O exame final nacional de filosofia do ensino secundário em Portugal, 11º   ano de escolaridade, prova 714/ 1ª fase, realizado em 15 de Junho de 2015, enferma de erros teóricos. Eis alguns desses erros na versão 2 da Prova 714/1ª fase, nas questões de escolha múltipla em que só se dá como correcta uma das quatro opções.

 

GRUPO I

 

«2. Em qual das seguintes opções é referida, de forma inequívoca, uma acção:

(A) A Mariana foi picada por um mosquito.

(B) O Rui esqueceu-se de tirar o boné da cabeça.

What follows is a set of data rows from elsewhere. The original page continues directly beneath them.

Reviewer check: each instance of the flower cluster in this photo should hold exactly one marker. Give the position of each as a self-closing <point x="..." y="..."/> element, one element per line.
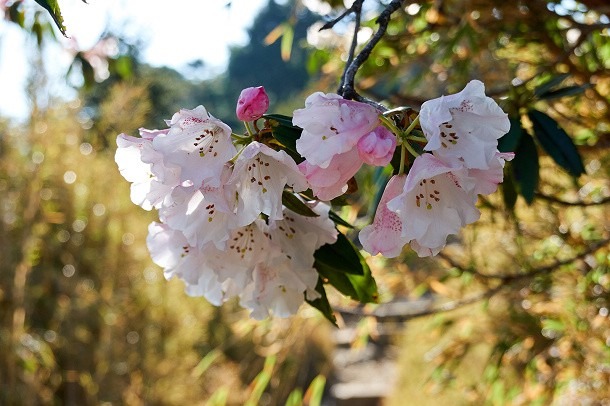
<point x="223" y="228"/>
<point x="228" y="225"/>
<point x="438" y="195"/>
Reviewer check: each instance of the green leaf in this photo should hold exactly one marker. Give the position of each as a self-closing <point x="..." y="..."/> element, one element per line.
<point x="509" y="142"/>
<point x="549" y="84"/>
<point x="509" y="191"/>
<point x="296" y="205"/>
<point x="53" y="8"/>
<point x="322" y="303"/>
<point x="526" y="167"/>
<point x="557" y="143"/>
<point x="341" y="256"/>
<point x="565" y="92"/>
<point x="360" y="287"/>
<point x="284" y="131"/>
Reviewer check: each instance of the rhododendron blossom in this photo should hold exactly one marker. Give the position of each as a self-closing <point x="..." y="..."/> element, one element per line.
<point x="199" y="144"/>
<point x="331" y="126"/>
<point x="434" y="203"/>
<point x="384" y="236"/>
<point x="464" y="126"/>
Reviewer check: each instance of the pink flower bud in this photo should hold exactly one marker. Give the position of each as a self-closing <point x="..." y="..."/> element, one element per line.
<point x="377" y="147"/>
<point x="253" y="102"/>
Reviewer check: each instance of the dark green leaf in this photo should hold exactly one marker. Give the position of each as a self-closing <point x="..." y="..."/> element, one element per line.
<point x="322" y="304"/>
<point x="557" y="143"/>
<point x="296" y="205"/>
<point x="525" y="167"/>
<point x="549" y="84"/>
<point x="359" y="287"/>
<point x="565" y="91"/>
<point x="284" y="131"/>
<point x="338" y="220"/>
<point x="509" y="142"/>
<point x="341" y="256"/>
<point x="53" y="8"/>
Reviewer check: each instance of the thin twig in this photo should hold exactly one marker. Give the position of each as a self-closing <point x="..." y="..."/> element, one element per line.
<point x="348" y="90"/>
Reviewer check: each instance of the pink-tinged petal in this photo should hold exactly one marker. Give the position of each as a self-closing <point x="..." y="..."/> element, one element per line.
<point x="487" y="180"/>
<point x="377" y="147"/>
<point x="464" y="126"/>
<point x="253" y="102"/>
<point x="260" y="175"/>
<point x="330" y="182"/>
<point x="436" y="202"/>
<point x="199" y="144"/>
<point x="384" y="235"/>
<point x="331" y="126"/>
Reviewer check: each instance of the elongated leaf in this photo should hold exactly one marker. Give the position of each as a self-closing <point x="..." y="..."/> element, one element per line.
<point x="322" y="303"/>
<point x="341" y="256"/>
<point x="565" y="92"/>
<point x="549" y="84"/>
<point x="509" y="142"/>
<point x="284" y="131"/>
<point x="53" y="8"/>
<point x="557" y="143"/>
<point x="296" y="205"/>
<point x="526" y="168"/>
<point x="359" y="287"/>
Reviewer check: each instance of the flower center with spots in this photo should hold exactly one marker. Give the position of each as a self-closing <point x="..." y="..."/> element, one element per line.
<point x="427" y="195"/>
<point x="259" y="173"/>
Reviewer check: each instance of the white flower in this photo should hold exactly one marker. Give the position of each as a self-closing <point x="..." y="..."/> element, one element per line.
<point x="331" y="126"/>
<point x="170" y="250"/>
<point x="384" y="235"/>
<point x="436" y="201"/>
<point x="464" y="126"/>
<point x="199" y="144"/>
<point x="140" y="164"/>
<point x="260" y="174"/>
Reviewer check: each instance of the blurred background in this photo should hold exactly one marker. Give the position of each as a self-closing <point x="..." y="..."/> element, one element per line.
<point x="514" y="311"/>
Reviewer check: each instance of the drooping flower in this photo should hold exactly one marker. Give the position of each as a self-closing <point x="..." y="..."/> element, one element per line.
<point x="384" y="235"/>
<point x="377" y="147"/>
<point x="331" y="126"/>
<point x="199" y="144"/>
<point x="260" y="174"/>
<point x="276" y="289"/>
<point x="436" y="201"/>
<point x="140" y="164"/>
<point x="204" y="215"/>
<point x="464" y="126"/>
<point x="331" y="181"/>
<point x="170" y="250"/>
<point x="253" y="102"/>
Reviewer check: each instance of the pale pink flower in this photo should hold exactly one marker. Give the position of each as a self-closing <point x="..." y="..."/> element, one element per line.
<point x="170" y="250"/>
<point x="151" y="180"/>
<point x="436" y="201"/>
<point x="487" y="180"/>
<point x="276" y="289"/>
<point x="199" y="144"/>
<point x="331" y="126"/>
<point x="253" y="102"/>
<point x="260" y="174"/>
<point x="464" y="126"/>
<point x="331" y="181"/>
<point x="384" y="235"/>
<point x="377" y="147"/>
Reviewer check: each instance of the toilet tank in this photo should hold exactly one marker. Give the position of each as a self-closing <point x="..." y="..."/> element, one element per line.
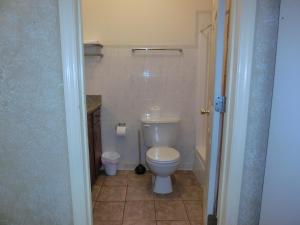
<point x="161" y="131"/>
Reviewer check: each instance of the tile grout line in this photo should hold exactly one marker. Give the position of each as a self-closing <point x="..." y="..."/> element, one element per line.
<point x="125" y="199"/>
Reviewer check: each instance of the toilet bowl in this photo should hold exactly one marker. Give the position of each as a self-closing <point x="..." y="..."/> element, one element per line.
<point x="162" y="161"/>
<point x="160" y="135"/>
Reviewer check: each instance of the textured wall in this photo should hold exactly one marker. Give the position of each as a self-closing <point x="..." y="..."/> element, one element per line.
<point x="34" y="177"/>
<point x="142" y="22"/>
<point x="263" y="72"/>
<point x="131" y="84"/>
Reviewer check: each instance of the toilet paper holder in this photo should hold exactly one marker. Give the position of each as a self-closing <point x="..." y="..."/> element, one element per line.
<point x="121" y="125"/>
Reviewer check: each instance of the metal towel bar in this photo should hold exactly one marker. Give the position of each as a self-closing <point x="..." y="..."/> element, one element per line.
<point x="156" y="49"/>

(C) Um mosquito picou a Mariana.

(D) A professora mandou o Rui tirar o boné.»

 

Crítica minha: Os critérios de correção apontam que a resposta D é a única certa. Mas a resposta C está igualmente certa: picar uma pessoa é uma acção... de um animal, um mosquito. Há três tipos de acções: da natureza geofísica (exemplo: a erupção de um vulcão), dos animais inumanos (exemplo: o leão persegue e mata a gazela) do homem (exemplo: um condutor atropela involuntariamente uma pessoa). Se o autor do exame queria que só a resposta D fosse certa, a pergunta devia falar de acção humana e não somente de acção. Não é ridículo considerar acção o facto de um homem comer frango e não considerar acção o facto de um leão comer uma gazela? É assim o espírito minucioso e míope, sem visão global, dos analíticos...

 

«6. Segundo a UNICEF, devido à epidemia de ébola que, em 2014, atingiu o continente africano, 4 000 crianças perderam ambos os pais e 13 000 crianças perderam um dos pais. Portanto, a epidemia de ébola causou 17 000 orfãos em África.»

O argumento anterior é:

(A) um mau argumento de autoridade.

(B) um bom argumento de autoridade.

(C) uma indução a partir de um número insuficiente de casos.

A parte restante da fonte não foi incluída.